It was the 3rd day. I think we shot like 30 ish first day like 10 day 2 and 40ish day 3. I just kept my mouth shut not worth it. Wont do it again in Missouri or with guides. But will do it again.


----------



## rentalrider (Aug 8, 2011)

lewy149 said:


> Wont do it again in Missouri or with guides. But will do it again.


Well, there might be a yukon leaving these parts in a couple months that just might have an open seat!


----------



## lewy149 (Apr 19, 2007)

rentalrider said:


> Well, there might be a yukon leaving these parts in a couple months that just might have an open seat!


Buddies have freelanced in sd with pretty good luck


----------



## mintgreenwalleyemachine (Jan 18, 2005)

Pm sent


_OutdoorHub Mobile, the information engine of the outdoors._


----------



## craigrh13 (Oct 24, 2011)

Tony Toye...Big River guide service. Sounds like it is gong to be a early year this year!


----------



## GuppyII (Sep 14, 2008)

Anyone use pro outfitters? We have a trip March 7-8-9th with them. First time in Mo. We've hunted Texas, Delaware, and Maryland before but I guess this is a bit different style of hunt. We will see. Good luck to anyone making a trip this spring.

Bambi makes a cute sandwich!


----------



## just ducky (Aug 23, 2002)

I just chuckle when I read these kinds of threads because the term "guide" seems to have lots of different meanings. I guess it's just me, but I would shy away from anyone calling themselves a "guide". I've never done the snow goose chase (basically because no matter what you call them, they're still trash chickens :evilsmile) but if I couldn't freelance, I wouldn't bother.


----------



## northern michigan boy (Dec 14, 2011)

ive been to moundcity 3 different times under scoott robinson he is a great guide but it is a little pricey now we go to south dakota we made our own decoys with white tyvec think we got about 1200 decoys we frelance now its way cheaper if u are going to go every year and can find fields to hunt


----------



## honk/quack (Dec 18, 2009)

Hey 'Rider, my buddy and I are lookin to do the same thing . . . guide or freelance? We really like to do things our selves but that method is a little riskier if you don't know the territory.

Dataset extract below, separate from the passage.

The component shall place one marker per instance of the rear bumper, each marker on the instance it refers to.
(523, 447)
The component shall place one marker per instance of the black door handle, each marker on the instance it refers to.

Definatly don't want to run into that experience that Lewy had, that would be a real bummer. Be sure to get back to us with your experiences. 

Good luck!


----------



## lastflighttaxidermy (Jul 12, 2010)

We've been with tony toye, big river guide service for 13 strait years. Mound city mo. Always gets us on the birds. Fun times


----------



## DEDGOOSE (Jan 19, 2007)

I went with Top Gun some years back in SD.. They were good guys we killed a good pile of birds for conditions.. The last day was when all our birds picked up and migrated north, we didnt kill much, but dang what a sight.. 

Outside of Habitat Flats, the biggest numbers I am seeing are the dudes that are leaving the decoys at home and doing some creeping.. Roost shooting, levy jumping, crawlin up on them in fields.. Its amazing how many these guys put down.


----------